How far have we gone in Generative Image Restoration? A study on its capability, limitations and evaluation practices
This work provides a systematic study for researchers and developers in low-level vision, redefining the understanding of modern generative image restoration models and guiding future development.
This study evaluates Generative Image Restoration (GIR) models using a new multi-dimensional evaluation pipeline, revealing critical performance disparities across diverse architectures. It identifies a paradigm shift in failure modes, moving from detail scarcity to detail quality and semantic control.

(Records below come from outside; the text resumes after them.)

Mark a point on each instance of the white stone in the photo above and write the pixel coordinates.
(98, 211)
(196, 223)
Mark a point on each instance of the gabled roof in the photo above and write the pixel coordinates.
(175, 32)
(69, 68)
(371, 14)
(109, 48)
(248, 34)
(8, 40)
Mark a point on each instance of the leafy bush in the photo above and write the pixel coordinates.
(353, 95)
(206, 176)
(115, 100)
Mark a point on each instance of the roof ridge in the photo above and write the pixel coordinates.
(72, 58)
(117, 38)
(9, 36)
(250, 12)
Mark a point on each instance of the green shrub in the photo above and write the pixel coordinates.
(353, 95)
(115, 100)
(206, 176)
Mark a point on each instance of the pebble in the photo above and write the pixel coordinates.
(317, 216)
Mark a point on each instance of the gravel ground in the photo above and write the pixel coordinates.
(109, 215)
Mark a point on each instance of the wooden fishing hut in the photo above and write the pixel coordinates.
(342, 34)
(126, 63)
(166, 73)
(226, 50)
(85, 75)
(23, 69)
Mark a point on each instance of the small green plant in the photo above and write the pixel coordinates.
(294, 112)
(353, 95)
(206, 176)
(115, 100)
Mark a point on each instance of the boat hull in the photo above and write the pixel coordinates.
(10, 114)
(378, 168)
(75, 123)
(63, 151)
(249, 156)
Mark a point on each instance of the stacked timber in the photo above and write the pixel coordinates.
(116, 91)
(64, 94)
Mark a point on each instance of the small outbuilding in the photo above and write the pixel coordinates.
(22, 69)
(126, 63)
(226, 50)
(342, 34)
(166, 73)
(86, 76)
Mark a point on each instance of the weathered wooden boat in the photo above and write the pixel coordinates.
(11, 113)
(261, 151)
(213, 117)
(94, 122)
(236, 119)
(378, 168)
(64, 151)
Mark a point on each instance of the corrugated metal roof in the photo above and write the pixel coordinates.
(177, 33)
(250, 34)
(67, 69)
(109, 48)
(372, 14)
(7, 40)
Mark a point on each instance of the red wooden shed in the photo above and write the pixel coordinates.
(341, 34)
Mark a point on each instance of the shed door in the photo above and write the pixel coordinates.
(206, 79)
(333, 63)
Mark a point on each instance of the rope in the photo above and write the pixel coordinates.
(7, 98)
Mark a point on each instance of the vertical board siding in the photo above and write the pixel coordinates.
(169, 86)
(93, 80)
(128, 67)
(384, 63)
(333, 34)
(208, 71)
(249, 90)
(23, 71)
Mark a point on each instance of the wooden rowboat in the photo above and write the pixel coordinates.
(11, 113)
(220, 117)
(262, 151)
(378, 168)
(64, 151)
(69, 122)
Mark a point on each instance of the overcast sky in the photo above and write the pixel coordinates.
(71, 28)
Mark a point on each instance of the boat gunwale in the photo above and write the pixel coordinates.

Generative Image Restoration (GIR) has achieved impressive perceptual realism, but how far have its practical capabilities truly advanced compared with previous methods? To answer this, we present a large-scale study grounded in a new multi-dimensional evaluation pipeline that assesses models on detail, sharpness, semantic correctness, and overall quality. Our analysis covers diverse architectures, including diffusion-based, GAN-based, PSNR-oriented, and general-purpose generation models, revealing critical performance disparities. Furthermore, our analysis uncovers a key evolution in failure modes that signifies a paradigm shift for the perception-oriented low-level vision field. The central challenge is evolving from the previous problem of detail scarcity (under-generation) to the new frontier of detail quality and semantic control (preventing over-generation). We also leverage our benchmark to train a new IQA model that better aligns with human perceptual judgments. Ultimately, this work provides a systematic study of modern generative image restoration models, offering crucial insights that redefine our understanding of their true state and chart a course for future development.